Higher Calling is not Leonard's first book. Three years ago he gave us Lanterne Rouge - The Last Man in the Tour de France ("It still seems strange to me that someone hadn't done it before: there can't be many under-reported angles on the biggest race in town...") and earlier this year I reviewed The Men of Paris-Roubaix - A Sartorial Portrait Book ("I found those shots of the old Paris-Roubaix racers in the French National Library collection. They'd only recently been digitised and I just thought that somebody should do something with them! The studio ones I thought were just stunning.").
In between those two books - for which Leonard had to spend a lot of time in the archives, searching through old newspapers and old photographs - there was a book that grew out of the research for Higher Calling, a collaboration with the photographer Camille McMillan, Bunker Research, which looked at the remnants of the Alpine end of the Maginot line and its Italian counterpart:
"I got obsessed over the course of a few years by the abandoned fortifications in the French Alps; I just couldn't understand how the remote high mountains were ever so strategically important, so I started researching the history of the Alpine roads and totally fell down a rabbit hole.
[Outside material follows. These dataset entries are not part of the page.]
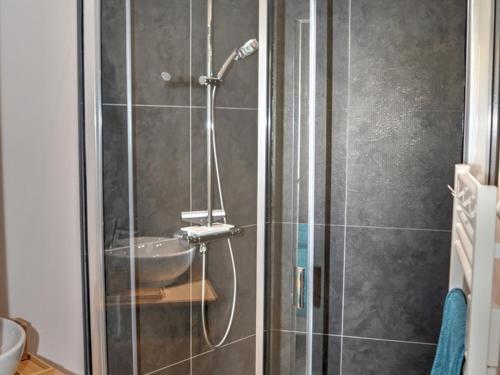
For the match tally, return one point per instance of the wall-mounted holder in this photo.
(202, 234)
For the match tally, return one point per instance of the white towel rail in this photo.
(472, 266)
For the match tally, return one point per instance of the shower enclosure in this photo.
(333, 144)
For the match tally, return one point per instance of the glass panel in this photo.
(154, 142)
(288, 232)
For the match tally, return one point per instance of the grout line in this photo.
(346, 190)
(248, 226)
(199, 355)
(178, 106)
(366, 226)
(356, 337)
(396, 228)
(389, 340)
(191, 180)
(168, 366)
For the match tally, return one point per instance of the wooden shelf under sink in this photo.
(36, 366)
(176, 294)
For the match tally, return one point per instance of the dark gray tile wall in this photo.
(169, 175)
(390, 95)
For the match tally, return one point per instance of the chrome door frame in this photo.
(93, 182)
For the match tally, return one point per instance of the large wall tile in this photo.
(326, 355)
(407, 55)
(163, 335)
(161, 169)
(113, 55)
(115, 174)
(220, 274)
(235, 358)
(399, 166)
(183, 368)
(161, 43)
(395, 283)
(372, 357)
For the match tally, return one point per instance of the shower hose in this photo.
(203, 250)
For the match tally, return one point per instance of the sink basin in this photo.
(159, 260)
(12, 339)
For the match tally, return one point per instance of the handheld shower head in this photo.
(238, 54)
(247, 49)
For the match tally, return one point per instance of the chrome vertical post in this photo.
(210, 112)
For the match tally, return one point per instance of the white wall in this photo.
(39, 152)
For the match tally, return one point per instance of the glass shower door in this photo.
(154, 175)
(290, 276)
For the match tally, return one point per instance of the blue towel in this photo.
(451, 346)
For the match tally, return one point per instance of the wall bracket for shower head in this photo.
(213, 81)
(240, 53)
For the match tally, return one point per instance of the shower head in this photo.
(247, 49)
(238, 54)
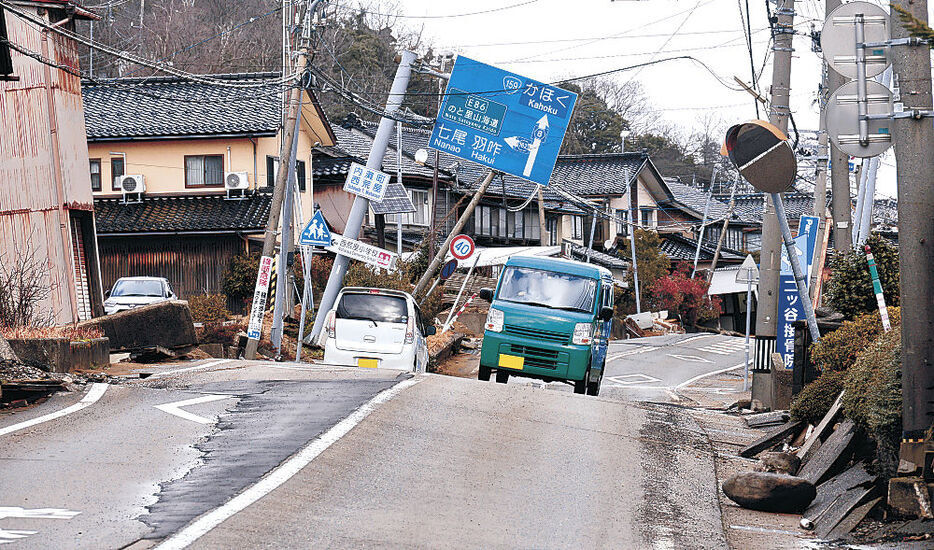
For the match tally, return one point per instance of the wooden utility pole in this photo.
(914, 156)
(770, 259)
(278, 193)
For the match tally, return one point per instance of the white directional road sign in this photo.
(357, 250)
(316, 233)
(367, 183)
(502, 120)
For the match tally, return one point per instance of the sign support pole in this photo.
(461, 222)
(361, 204)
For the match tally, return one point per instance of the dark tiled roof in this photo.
(680, 248)
(749, 207)
(186, 214)
(169, 107)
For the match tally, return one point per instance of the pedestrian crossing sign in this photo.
(316, 233)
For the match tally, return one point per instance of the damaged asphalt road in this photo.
(445, 462)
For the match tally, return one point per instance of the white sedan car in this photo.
(132, 292)
(376, 327)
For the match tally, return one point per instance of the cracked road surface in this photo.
(429, 461)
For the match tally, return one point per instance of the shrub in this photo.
(239, 278)
(815, 399)
(839, 349)
(684, 296)
(208, 308)
(849, 290)
(873, 398)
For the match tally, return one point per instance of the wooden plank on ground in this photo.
(832, 455)
(822, 431)
(770, 439)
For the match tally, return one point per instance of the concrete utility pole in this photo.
(914, 156)
(461, 222)
(278, 193)
(360, 204)
(839, 169)
(770, 259)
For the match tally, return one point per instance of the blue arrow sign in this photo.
(316, 233)
(502, 120)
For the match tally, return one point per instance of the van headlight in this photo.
(583, 334)
(494, 320)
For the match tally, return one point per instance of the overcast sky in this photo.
(553, 39)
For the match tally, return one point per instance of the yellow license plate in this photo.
(368, 363)
(511, 361)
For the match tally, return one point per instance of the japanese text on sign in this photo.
(365, 182)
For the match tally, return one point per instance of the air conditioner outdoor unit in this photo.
(236, 180)
(132, 184)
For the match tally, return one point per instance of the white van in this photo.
(376, 327)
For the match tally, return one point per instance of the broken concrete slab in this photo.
(779, 463)
(770, 492)
(822, 431)
(166, 324)
(770, 439)
(832, 456)
(762, 420)
(910, 497)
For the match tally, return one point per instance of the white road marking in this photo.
(207, 365)
(280, 474)
(690, 358)
(176, 408)
(8, 536)
(95, 393)
(642, 349)
(705, 375)
(629, 379)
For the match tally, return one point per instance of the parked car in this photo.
(132, 292)
(376, 327)
(550, 319)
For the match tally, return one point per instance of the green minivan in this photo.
(549, 319)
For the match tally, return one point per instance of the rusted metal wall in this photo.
(43, 160)
(193, 265)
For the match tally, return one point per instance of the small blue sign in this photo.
(502, 120)
(316, 233)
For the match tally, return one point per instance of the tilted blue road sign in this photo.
(502, 120)
(316, 233)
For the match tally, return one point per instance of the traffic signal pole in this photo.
(914, 157)
(360, 205)
(770, 258)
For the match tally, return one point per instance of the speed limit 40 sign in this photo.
(462, 247)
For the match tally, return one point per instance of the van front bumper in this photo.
(539, 359)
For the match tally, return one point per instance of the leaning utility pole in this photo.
(770, 259)
(839, 169)
(914, 158)
(278, 194)
(360, 204)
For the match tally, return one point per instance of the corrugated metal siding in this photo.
(193, 265)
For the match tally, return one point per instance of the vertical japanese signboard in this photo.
(502, 120)
(259, 298)
(789, 303)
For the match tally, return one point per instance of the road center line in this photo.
(91, 397)
(705, 375)
(207, 365)
(282, 473)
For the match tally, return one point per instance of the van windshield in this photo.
(548, 289)
(373, 307)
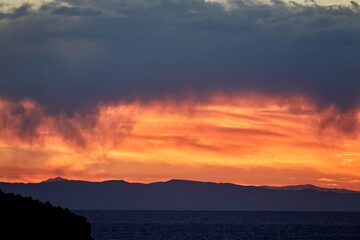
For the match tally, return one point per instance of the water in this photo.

Some of the story is told in Higher Calling, but I felt it would work really well as a photography project. So I asked Camille McMillan and he got on his motorbike and came to the Alps... and yes, they're all in the Alps, and they're pretty spectacular."
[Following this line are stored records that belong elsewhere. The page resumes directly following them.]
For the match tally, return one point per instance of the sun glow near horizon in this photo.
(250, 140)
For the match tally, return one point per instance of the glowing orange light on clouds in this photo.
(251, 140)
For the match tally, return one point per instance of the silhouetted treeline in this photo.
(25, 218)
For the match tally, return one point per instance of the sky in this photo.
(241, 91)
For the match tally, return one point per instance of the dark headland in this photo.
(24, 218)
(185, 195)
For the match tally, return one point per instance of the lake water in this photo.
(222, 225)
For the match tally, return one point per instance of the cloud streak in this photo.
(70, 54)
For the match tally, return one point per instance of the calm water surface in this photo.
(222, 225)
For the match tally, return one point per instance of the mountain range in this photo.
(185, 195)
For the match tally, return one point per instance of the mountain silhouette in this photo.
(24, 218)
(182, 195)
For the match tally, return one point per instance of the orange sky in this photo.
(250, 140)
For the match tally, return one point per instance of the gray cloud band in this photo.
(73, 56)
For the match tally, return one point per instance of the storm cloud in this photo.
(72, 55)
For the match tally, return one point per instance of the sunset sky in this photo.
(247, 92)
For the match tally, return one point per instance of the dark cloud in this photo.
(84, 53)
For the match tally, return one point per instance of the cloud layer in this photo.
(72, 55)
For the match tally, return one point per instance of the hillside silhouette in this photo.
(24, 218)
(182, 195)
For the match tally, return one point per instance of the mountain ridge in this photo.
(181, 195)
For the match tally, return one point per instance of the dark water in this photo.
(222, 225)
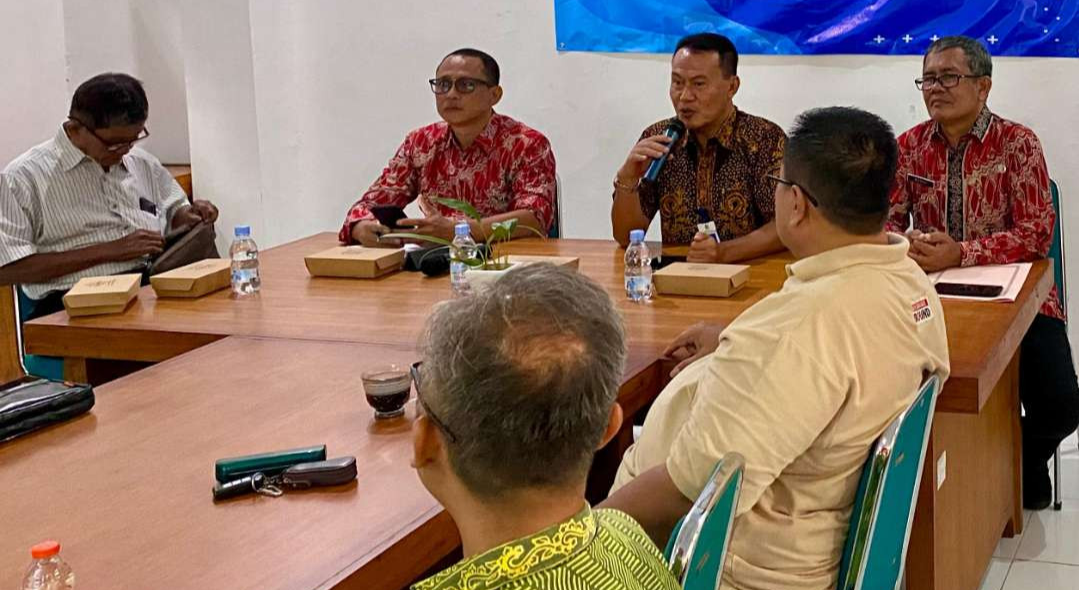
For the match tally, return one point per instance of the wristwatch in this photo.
(618, 186)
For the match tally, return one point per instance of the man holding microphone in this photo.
(714, 172)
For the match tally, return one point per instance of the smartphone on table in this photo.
(966, 289)
(390, 215)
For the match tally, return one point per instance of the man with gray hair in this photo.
(516, 394)
(978, 189)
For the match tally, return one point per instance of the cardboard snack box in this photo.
(699, 279)
(101, 295)
(569, 261)
(355, 262)
(194, 279)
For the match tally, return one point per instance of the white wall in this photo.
(33, 93)
(141, 38)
Here is he on the subject of the bunkers in Higher Calling:
"The further I went, the more I realised how numerous they are and how they littler the landscape (there are four or five separate complexes on the main Col de la Bonette road alone, and a similar number of the Col de la Madone, just to pick a couple of examples). And they helped me realise, after stumbling across a few bunkers and then researching their history, just how much these mountains are a military conundrum as well as a sporting playground. Whereas a road wraps like a ribbon around the contours of the hill, the bunkers are arranged according to other principles. Looking for them means approaching the terrain more laterally, thinking of axes and channels, weak points and redoubts, and sightlines to the passes, and when you come across it it is like an ambush."
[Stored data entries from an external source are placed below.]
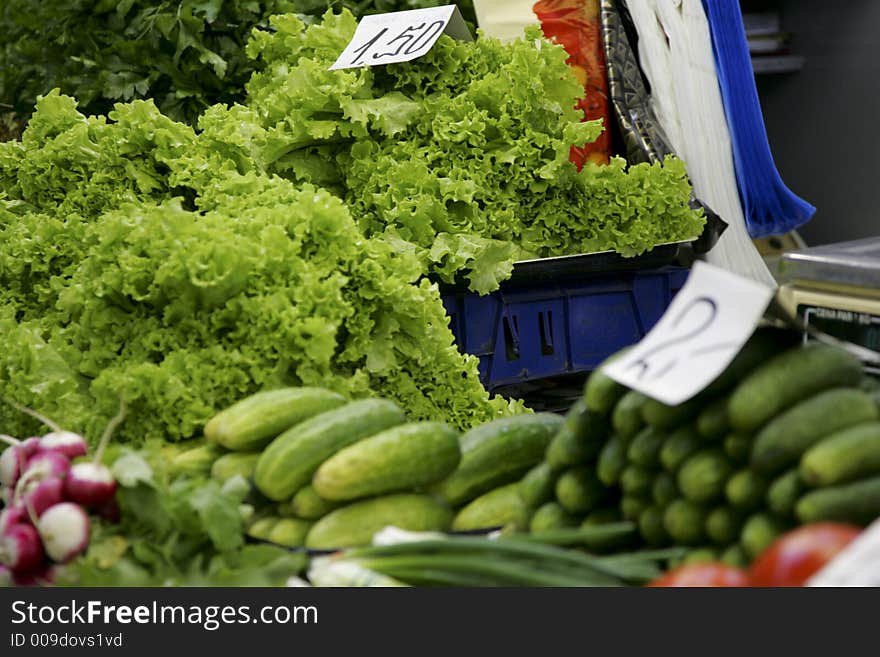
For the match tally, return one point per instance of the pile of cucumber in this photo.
(329, 473)
(788, 434)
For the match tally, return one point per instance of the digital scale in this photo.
(835, 289)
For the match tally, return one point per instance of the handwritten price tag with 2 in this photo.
(703, 329)
(400, 36)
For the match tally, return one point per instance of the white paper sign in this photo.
(703, 329)
(857, 565)
(401, 36)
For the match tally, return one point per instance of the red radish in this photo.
(40, 495)
(21, 549)
(91, 483)
(12, 516)
(39, 578)
(64, 529)
(66, 442)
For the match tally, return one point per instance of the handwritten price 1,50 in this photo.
(412, 42)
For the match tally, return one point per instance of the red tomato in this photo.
(793, 558)
(703, 574)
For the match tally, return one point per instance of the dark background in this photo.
(822, 120)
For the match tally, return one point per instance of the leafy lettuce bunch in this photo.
(462, 154)
(149, 265)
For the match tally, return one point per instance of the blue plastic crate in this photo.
(529, 331)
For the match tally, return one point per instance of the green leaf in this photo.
(132, 469)
(219, 515)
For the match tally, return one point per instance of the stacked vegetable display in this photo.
(288, 241)
(331, 473)
(786, 435)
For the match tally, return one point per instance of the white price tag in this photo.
(857, 565)
(401, 36)
(703, 329)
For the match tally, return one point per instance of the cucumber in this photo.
(663, 489)
(400, 458)
(703, 475)
(627, 416)
(601, 392)
(538, 485)
(290, 532)
(631, 507)
(603, 516)
(290, 461)
(746, 490)
(253, 422)
(723, 525)
(704, 554)
(195, 460)
(501, 507)
(758, 532)
(285, 509)
(578, 490)
(712, 422)
(551, 516)
(735, 556)
(789, 378)
(680, 444)
(847, 455)
(644, 450)
(651, 526)
(665, 417)
(497, 453)
(783, 441)
(738, 447)
(354, 525)
(612, 461)
(784, 491)
(636, 480)
(261, 528)
(309, 505)
(233, 464)
(764, 343)
(579, 439)
(857, 502)
(683, 521)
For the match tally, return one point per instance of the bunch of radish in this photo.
(49, 485)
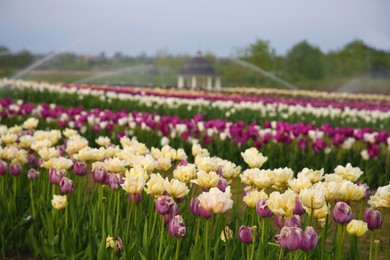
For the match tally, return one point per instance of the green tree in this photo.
(261, 54)
(305, 62)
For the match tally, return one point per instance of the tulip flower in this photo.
(309, 239)
(246, 234)
(66, 185)
(342, 213)
(290, 238)
(32, 174)
(15, 168)
(164, 204)
(3, 168)
(176, 227)
(373, 218)
(357, 228)
(80, 168)
(262, 208)
(55, 176)
(99, 175)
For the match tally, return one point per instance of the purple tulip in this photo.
(278, 221)
(294, 221)
(66, 185)
(135, 197)
(80, 168)
(32, 174)
(175, 210)
(31, 160)
(164, 204)
(99, 175)
(55, 176)
(119, 244)
(290, 238)
(194, 206)
(167, 218)
(3, 168)
(245, 234)
(342, 213)
(114, 181)
(367, 192)
(204, 213)
(309, 239)
(222, 184)
(298, 209)
(15, 168)
(176, 227)
(262, 208)
(373, 218)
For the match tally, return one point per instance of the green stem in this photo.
(66, 216)
(161, 238)
(281, 254)
(262, 231)
(104, 216)
(32, 199)
(197, 230)
(117, 211)
(371, 244)
(325, 232)
(154, 223)
(253, 248)
(206, 241)
(376, 242)
(177, 248)
(387, 242)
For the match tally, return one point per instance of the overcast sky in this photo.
(184, 26)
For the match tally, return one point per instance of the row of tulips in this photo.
(185, 105)
(129, 201)
(366, 147)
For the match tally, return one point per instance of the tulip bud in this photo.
(119, 244)
(245, 234)
(373, 218)
(135, 197)
(367, 191)
(55, 176)
(164, 204)
(204, 213)
(262, 208)
(31, 160)
(290, 238)
(176, 227)
(66, 185)
(298, 209)
(278, 221)
(32, 174)
(167, 218)
(3, 168)
(99, 175)
(357, 228)
(294, 221)
(309, 239)
(15, 168)
(80, 168)
(194, 206)
(342, 213)
(113, 181)
(222, 184)
(175, 210)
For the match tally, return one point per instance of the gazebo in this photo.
(198, 73)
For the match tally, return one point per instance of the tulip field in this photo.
(105, 172)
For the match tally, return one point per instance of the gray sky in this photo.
(184, 26)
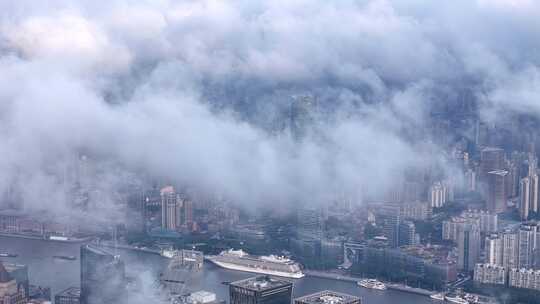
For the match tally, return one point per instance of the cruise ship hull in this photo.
(296, 275)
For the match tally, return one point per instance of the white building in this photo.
(489, 274)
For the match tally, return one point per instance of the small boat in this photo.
(372, 284)
(437, 296)
(456, 299)
(8, 255)
(65, 257)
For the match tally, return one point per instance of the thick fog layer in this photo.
(261, 102)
Mountain roads, they've come a long way and take us a lot further than we often imagine. We can play bike racing on them and we can party hearty watching bike racing on them: to each their own. For all of us, cyclists and non-cyclists alike, I think mountains matter because once we are in them they give us time and space in which to think, time and space to climb out of one world and into another. And that, I think, is the part of the mountains that Higher Calling eloquently captures. So then, to close, a moment of serenity from the book:
"I went to the top of the Bonette once to watch the sun go down, taking a hunk of bread and a large ripe tomato, which, having no knife, I ate like a peach, leaning forward so the juices did not fall on my jersey; plus some saucisson and Comté cheese, all bought at the tiny shop in the village. I went up there towards the end of summer, as the seasons were shifting and the days shortening, just to watch the light stealing from the world. A week hence it would be 10 minutes earlier, and so decline until the equinox, the perfect balancing of day and night. And then it would not be long until the snows came. At 2,800 metres the snow does not disappear until very late in the year, and a little can persist year-round in pockets and hollows on the northernmost faces. At those altitudes time is elastic, the summer is compressed and the seasons are out of sync, always being pulled forward or back to midwinter. Spring tarries, is held back, back, back and then is propelled in a shining rush through summer headlong into autumn; no sooner has the snow cleared than winter storms back in."